A special lubricant called penetrating oil can help to free corroded threading. Special techniques to apply leverage can help with stuck parts such as freewheels, stems and seatposts. Heat or cold to expand or shrink parts slightly also can help. Aluminum expands more when heated than steel, and so an external aluminum part should be heated, an internal one, chilled.

**See for example Jobst Brandt's advice on freeing stuck pedals. **

When a bolt head breaks off, sometimes the remainder of the bolt turns easily, but often it must be drilled out. Drilling can release pressure on the threads, but also there is a special tool called an Easy-Out which threads into the drilled-out shaft of a bolt and gets a grip from inside, with any luck allowing it to be removed.

Besides soft parts, there are a few other ways to fool a skilled hand.

- The wedging action of the expander plug of a quill stem multiplies the tension on the expander bolt. If the bolt is tightened to a torque which feels normal, the expander plug may bulge and permanently deform the fork steerer, possibly leading to failure of the steerer or to insecure clamping of the stem. With an older stem which uses a truncated-cone (cork-shaped) expander plug, the stem cannot be safely tightened enough to make it impossible to turn the handlebar while holding the front wheel from steering right or left. This looseness is unimportant for anything short of technical off-road riding and cn also prevent injury in a crash. A stem with a wedge-shaped expander plug can secure the handlebar more tightly, but also can be overtightened.
- Some threaded parts unscrew clockwise, or appear to. Turning the part counterclockwise in an attempt to loosen it will tighten it and can potentially ruin the part or the wrench. These parts are:
- The left pedal;
- the right side bearing cup or mounting ring of most bottom brackets (exceptions: those with French or Italian threading).
- The left-side locknut and bearing cone of a Thompson/Thun or Ashtabula bottom bracket.
- the outer bearing race of a conventional, threaded freewheel;
- The inner one or two sprockets of some older freewheels, which unscrew toward the inside (though all sprockets unscrew opposite the direction of pedaling).
- Spokes. These are actually threaded normally, but the bolt pulls toward the spoke wrench: As Sheldon puts it, spokes are threaded clockwise but you are looking at the back of the clock -- see his article on wheelbuilding.

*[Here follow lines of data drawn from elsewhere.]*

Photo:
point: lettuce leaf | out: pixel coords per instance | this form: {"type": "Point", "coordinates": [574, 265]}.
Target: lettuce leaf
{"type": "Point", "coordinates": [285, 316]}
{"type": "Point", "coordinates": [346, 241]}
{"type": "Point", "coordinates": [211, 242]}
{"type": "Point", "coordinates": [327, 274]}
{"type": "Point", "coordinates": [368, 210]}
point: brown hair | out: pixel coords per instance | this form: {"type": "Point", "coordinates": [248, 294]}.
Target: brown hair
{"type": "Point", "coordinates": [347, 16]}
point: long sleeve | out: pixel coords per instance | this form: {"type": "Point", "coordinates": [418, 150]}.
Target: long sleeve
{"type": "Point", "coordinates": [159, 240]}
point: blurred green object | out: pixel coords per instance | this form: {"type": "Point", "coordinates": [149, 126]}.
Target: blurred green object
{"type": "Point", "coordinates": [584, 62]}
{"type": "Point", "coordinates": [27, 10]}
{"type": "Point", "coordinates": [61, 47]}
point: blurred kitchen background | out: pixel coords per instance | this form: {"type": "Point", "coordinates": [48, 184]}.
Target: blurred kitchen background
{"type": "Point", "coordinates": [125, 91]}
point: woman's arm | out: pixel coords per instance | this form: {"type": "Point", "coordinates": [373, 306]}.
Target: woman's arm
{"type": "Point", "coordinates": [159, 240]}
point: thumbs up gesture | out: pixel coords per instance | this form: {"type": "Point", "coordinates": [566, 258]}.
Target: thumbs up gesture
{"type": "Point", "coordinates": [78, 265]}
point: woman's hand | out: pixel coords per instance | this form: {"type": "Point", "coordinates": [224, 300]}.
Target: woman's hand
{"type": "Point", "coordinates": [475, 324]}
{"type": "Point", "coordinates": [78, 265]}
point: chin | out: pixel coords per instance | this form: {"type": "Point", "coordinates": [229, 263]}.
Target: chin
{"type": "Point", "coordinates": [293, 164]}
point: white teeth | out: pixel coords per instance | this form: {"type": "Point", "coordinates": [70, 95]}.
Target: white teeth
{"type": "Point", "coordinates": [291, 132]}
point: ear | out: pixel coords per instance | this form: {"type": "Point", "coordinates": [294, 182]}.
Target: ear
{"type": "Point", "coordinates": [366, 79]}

- the clamp bolt inside a handlebar-end shifter body. This also is threaded clockwise, but the head is at the far end of the bolt. As with spokes, you are looking at the back of the clock.

- Also, sometimes a part is integral rather than threaded, and no attempt to turn it will remove it. The classic example is the outermost sprocket of the (by now antique) British Cyclo freewheel, which is integral with the freewheel body.

Bicycle and component manufacturers increasingly instruct mechanics to use a torque wrench. To some degree, this reflects a desire not to be held liable for incompetent assembly. We recommend the use of a torque wrench when assembling parts made of softer materials, or whenever unsure about being able to apply appropriate torque by feel. Quoting ace bicycle mechanic Francisco Cornelio, of Harris Cyclery and Cisco's Cycles, "You have to use a torque wrench now, or you're really screwed."

**Sheldon has written about a special torque-measuring tool :-).**

A brake imposes a torque on the wheel, and the road imposes an equal and opposite torque. The torque from the road is the force of deceleration, times the radius of the wheel.

Because of the high center of mass of a conventional bicycle, braking at the front wheel is limited by the possibility of pitchover. The front wheel bears most of the weight and must do most of the braking, The light weight on the rear wheel results in reduced traction. Maximum deceleration which a skillful cyclist can safely achieve is is equal to about half the weight of the bicycle and rider.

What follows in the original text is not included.